Community-Based Services — Services designed to help older people live independently in their own homes, such as adult day care and senior centers.

Companionship Services — Companions visit isolated and homebound elders for conversation, reading, and light errands. May also be termed "friendly visitor" services.

Confirmation — A written confirmation is issued immediately after any trade is executed in the securities markets. It spells out the details of the trade, including settlement date, terms, commission, etc.

Congregate Meal Programs — Nutritional programs that provide lunches for older adults Monday through Friday in senior centers, community centers and schools.

Conservator — Someone appointed by a court to assume responsibility for a child, or for an adult who is not capable of managing his or her own affairs.

Continence — Another activity of daily living - The ability to maintain control of bowel and bladder function. Or, when unable to maintain control these functions, the ability to perform associated personal hygiene (including caring for catheter or colostomy bag).

Continuing Care Retirement Community (CCRC) — A retirement community that offers a broad range of services and levels of care based on what each resident needs over time. Sometimes called "life care," it can range from independent living in an apartment to assisted living to full-time care in a nursing home. Residents move from one setting to another based on their needs. Care in CCRCs can be expensive, with a large payment often required before moving in, and monthly fees thereafter.

Coordination of Benefits — A provision in a health insurance plan that tells which health plan or insurance policy pays first if two health plans or insurance policies cover the same benefits. If one of the plans is Medicare, federal law may determine who pays first.

Copayment — A charge you pay for a specific medical service. For example, you may pay $10 for an office visit or $15 for a prescription and your health plan pays the remainder of the medical charges.

Coupon or Coupon Rate — The stated interest rate for a bond. Most bonds pay a fixed rate of interest that does not change during the life of the bond. Typically, bonds pay interest twice a year.

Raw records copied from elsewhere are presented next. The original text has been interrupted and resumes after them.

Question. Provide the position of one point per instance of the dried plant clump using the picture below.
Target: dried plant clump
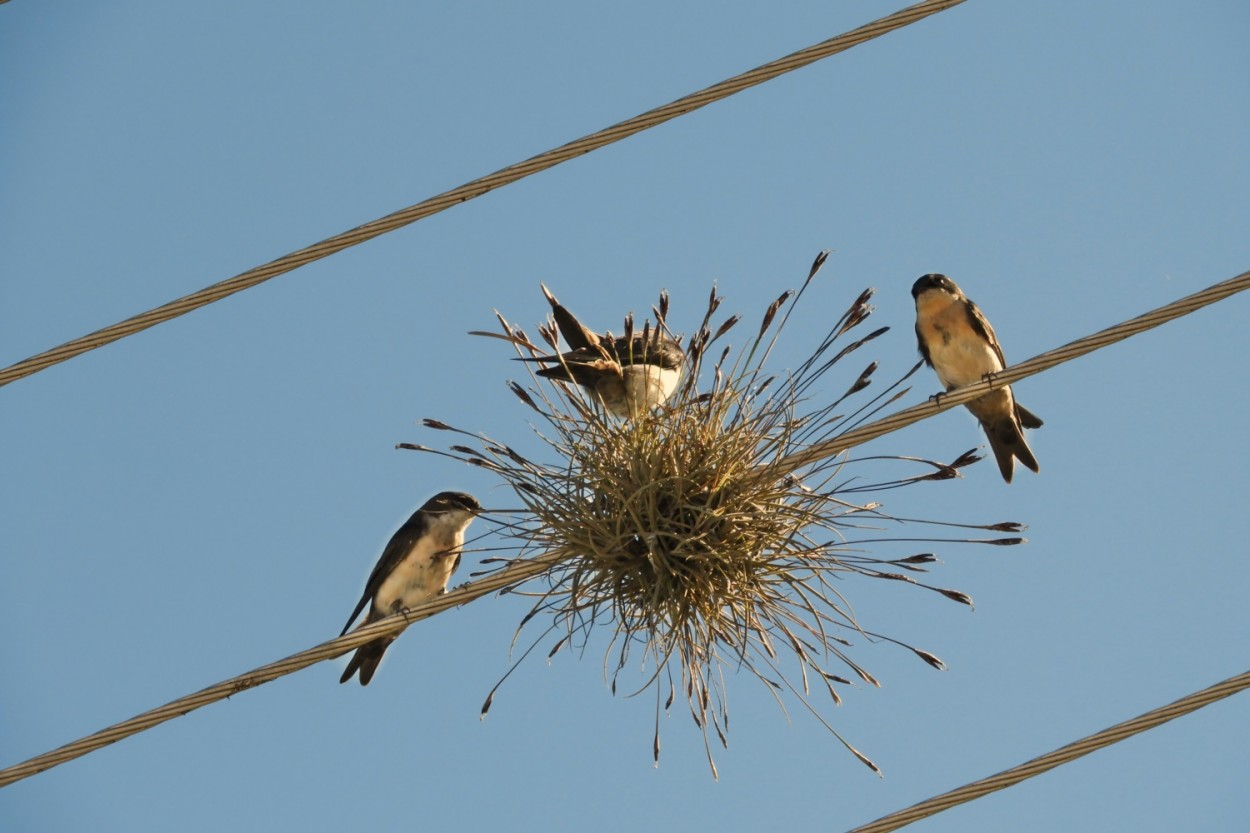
(686, 533)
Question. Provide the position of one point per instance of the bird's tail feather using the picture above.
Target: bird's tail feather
(365, 661)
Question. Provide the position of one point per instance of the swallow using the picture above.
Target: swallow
(630, 375)
(415, 567)
(959, 344)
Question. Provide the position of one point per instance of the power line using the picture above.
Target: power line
(1015, 373)
(476, 188)
(523, 570)
(1046, 762)
(509, 575)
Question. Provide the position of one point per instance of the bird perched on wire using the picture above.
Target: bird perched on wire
(959, 344)
(630, 374)
(415, 567)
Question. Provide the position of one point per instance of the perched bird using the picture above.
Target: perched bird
(630, 375)
(415, 567)
(959, 344)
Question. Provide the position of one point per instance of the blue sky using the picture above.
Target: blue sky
(210, 494)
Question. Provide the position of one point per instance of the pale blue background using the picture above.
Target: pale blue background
(210, 495)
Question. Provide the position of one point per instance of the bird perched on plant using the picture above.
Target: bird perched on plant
(630, 374)
(959, 344)
(415, 567)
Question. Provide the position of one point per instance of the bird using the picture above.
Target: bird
(630, 374)
(415, 567)
(958, 342)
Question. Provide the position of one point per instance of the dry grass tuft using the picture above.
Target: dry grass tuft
(684, 534)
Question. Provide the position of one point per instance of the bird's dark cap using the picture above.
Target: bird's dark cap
(449, 500)
(933, 280)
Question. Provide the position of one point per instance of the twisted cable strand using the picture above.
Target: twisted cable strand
(523, 570)
(1031, 367)
(1046, 762)
(470, 190)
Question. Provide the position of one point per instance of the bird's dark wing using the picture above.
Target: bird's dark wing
(659, 350)
(400, 544)
(574, 332)
(981, 327)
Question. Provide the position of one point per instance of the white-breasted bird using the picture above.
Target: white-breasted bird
(958, 342)
(630, 374)
(415, 567)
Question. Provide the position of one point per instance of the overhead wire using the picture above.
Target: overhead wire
(525, 569)
(1061, 756)
(474, 189)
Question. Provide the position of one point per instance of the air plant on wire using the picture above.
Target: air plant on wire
(683, 530)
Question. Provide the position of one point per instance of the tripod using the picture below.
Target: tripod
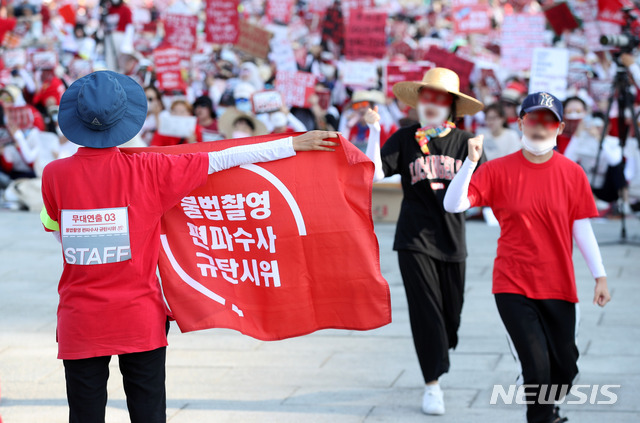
(620, 91)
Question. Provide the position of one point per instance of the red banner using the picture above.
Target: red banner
(404, 71)
(168, 69)
(221, 23)
(296, 87)
(180, 32)
(365, 35)
(471, 17)
(273, 250)
(279, 10)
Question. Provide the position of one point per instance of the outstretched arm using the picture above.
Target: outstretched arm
(373, 143)
(588, 246)
(272, 150)
(456, 199)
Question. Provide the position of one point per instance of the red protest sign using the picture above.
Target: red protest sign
(471, 16)
(405, 71)
(266, 101)
(221, 25)
(295, 87)
(254, 40)
(279, 10)
(168, 69)
(365, 35)
(560, 18)
(21, 116)
(181, 31)
(444, 59)
(254, 249)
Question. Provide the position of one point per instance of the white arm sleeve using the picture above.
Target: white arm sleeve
(252, 153)
(373, 151)
(456, 199)
(586, 241)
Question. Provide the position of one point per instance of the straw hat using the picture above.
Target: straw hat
(231, 115)
(372, 96)
(441, 79)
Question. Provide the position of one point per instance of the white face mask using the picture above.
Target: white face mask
(442, 113)
(539, 148)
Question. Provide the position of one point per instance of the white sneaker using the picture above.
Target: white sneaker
(433, 400)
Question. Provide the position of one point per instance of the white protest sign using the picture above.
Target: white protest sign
(549, 71)
(267, 101)
(176, 126)
(359, 74)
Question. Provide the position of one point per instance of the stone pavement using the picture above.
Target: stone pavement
(330, 376)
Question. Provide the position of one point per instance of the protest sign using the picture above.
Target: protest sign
(254, 249)
(365, 35)
(405, 71)
(221, 24)
(266, 101)
(521, 33)
(279, 10)
(21, 116)
(471, 16)
(281, 53)
(359, 74)
(253, 40)
(295, 87)
(560, 18)
(168, 69)
(549, 71)
(14, 58)
(445, 59)
(180, 31)
(44, 60)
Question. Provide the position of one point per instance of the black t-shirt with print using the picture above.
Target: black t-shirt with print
(423, 224)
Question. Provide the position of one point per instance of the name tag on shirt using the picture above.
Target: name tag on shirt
(97, 236)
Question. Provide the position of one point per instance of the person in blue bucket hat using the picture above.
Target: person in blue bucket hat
(110, 298)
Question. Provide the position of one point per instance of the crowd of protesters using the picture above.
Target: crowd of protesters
(215, 98)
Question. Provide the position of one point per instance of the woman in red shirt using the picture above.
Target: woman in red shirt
(542, 200)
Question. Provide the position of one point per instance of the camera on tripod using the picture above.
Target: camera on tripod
(627, 40)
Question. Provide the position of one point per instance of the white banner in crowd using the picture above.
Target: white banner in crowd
(549, 71)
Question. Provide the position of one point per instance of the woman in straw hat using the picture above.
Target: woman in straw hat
(110, 298)
(430, 242)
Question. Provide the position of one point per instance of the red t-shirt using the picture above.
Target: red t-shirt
(115, 307)
(536, 205)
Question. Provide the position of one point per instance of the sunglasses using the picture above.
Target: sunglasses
(361, 105)
(547, 120)
(435, 97)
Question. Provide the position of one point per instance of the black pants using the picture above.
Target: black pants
(143, 377)
(543, 333)
(434, 291)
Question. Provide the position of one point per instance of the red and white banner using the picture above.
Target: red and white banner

Covered Benefit or Service — A health service or item that is included in an insurance plan or policy, and that is paid for either partially or fully.

Covered Charge — Services or benefits for which a health plan makes either partial or full payment.

Credit Score — A measurement of a consumer's creditworthiness based on an analysis of that consumer's credit history. Each credit reporting company uses a different scoring formula. The most important is the FICO score (scores computed by Fair Isaac Corp.) since it is used by most financial companies. FICO scores range from 300 to 850 (the higher the better). The average FICO score is currently 723. For more information, go to our page, Credit Reports and Scores.

Cueing — Directing or supervising the actions of someone with cognitive impairment (for example, showing them how to eat, reminding them which medications to take at the appropriate times, giving visual or verbal reminders for dressing or toileting, etc.).

Current Yield — The coupon rate of a bond, or the dividend rate stated for some preferred stocks. However, the current yield is usually not a very good indication of the true return on your investment; it does not take into account the price you paid for it. On the other hand, Yield to Maturity is based on your actual purchase price; as a result, it gives a much better indication of the value of the bond or preferred stock.

Custodial Care (Personal Care) — Care to help individuals meet personal needs such as bathing, dressing, eating, and other non-medical care that most people do themselves, such as using eye drops. Someone without professional training may provide this type of care. Medicare does not pay for custodial care and Medicaid pays very little.